Beckett aborde dans cet extrait le rapport des hommes à la mort. Cette mort est parfois désirée et parfois redoutée. Beckett met ainsi en scène, tragiquement et comiquement, la prise de conscience de l'essence de la condition humaine.


II/ Le rapport à la religion

1- Qui est Godot ?

- Godot est, selon l'expression française, « attendu comme le messie », d'autre part, le sens étymologique de Godot pourrait venir de l'anglais « god » qui signifie Dieu.
- Présence d'un lexique à forte connotation religieuse, d'autre part Vladimir se définit comme suppliant.
- A cela s'ajoute la position dominante dans laquelle semble être Godot, signalée par l'énumération de ses possessions.

=> Godot semble donc être Dieu ou un de ses représentants.

2- Godot tourné en dérision

- Godot semble très attaché au matériel, comme semble l'indiquer l'énumération de ses possessions.
- En argot, le verbe goder signifie bander.
- « qu'il verrait, qu'il ne pouvait rien promettre » = impuissance ? incertitude ?

=> Beckett tourne donc en dérision Godot, et à travers lui la religion.

3- La parole

La parole est un des points phare de la religion (prières, messes, suppliques), mais ici le pouvoir de la parole est remis en cause :
- La fin de l'extrait est constituée de répliques proches de la stichomythie (répliques courtes et dénuées de sens).
- A cela s'ajoutent des formules toutes faites « qui peut le plus peut le moins » « réfléchir à tête reposée », « battre le fer » qui sont le moteur du dialogue.

=> Le pouvoir de la parole est donc remis en cause dans sa capacité à exprimer la complexité des Hommes.

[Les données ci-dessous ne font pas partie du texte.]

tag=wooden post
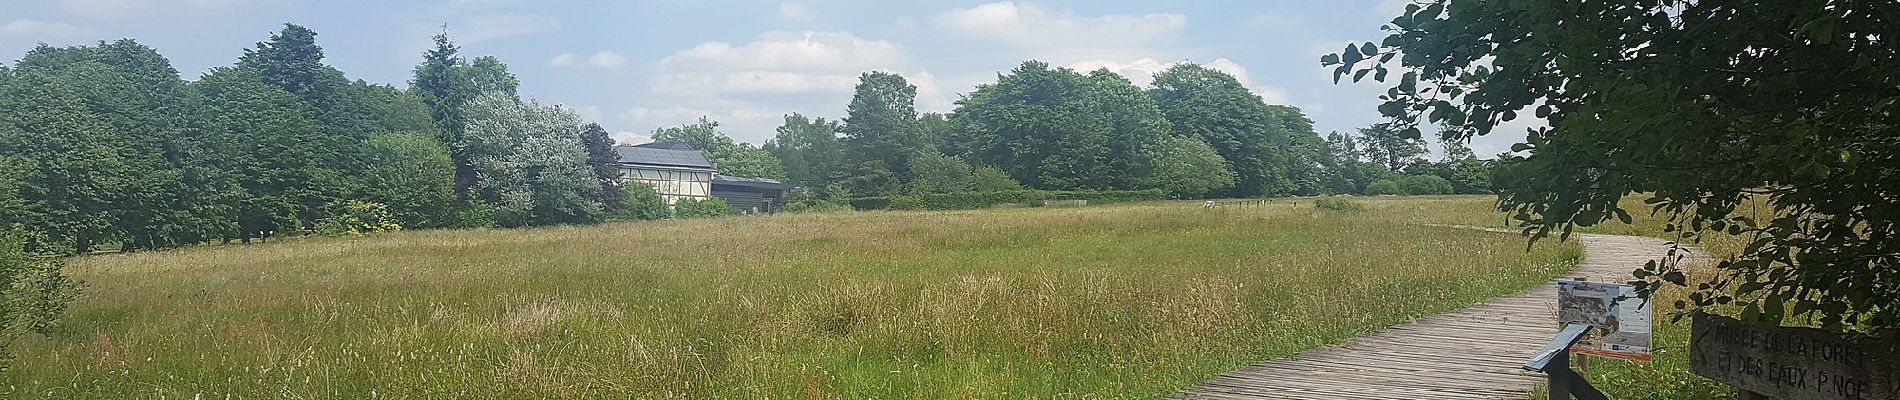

     Dans notre extrait, Samuel Beckett met en scène le rapport des hommes à la religion, en plaçant Dieu dans la peau de Godot, un personnage attendu mais toujours absent et tourné en dérision, il y ajoute la remise en cause d'un des fondements de la religion.


Conclusion

     A travers Vladimir et Estragon, Samuel Beckett réussit à aborder les thèmes majeurs de la vie humaine. Ces thèmes touchent à l'essence même de l'existence : la mort, si présente au cours du siècle et la religion dont le rôle a été si ambiguë, par une réflexion commune aux Hommes, à caractère universel, et à tourner ces thèmes en dérision, s'inscrivant bien ainsi dans le théâtre de l'absurde.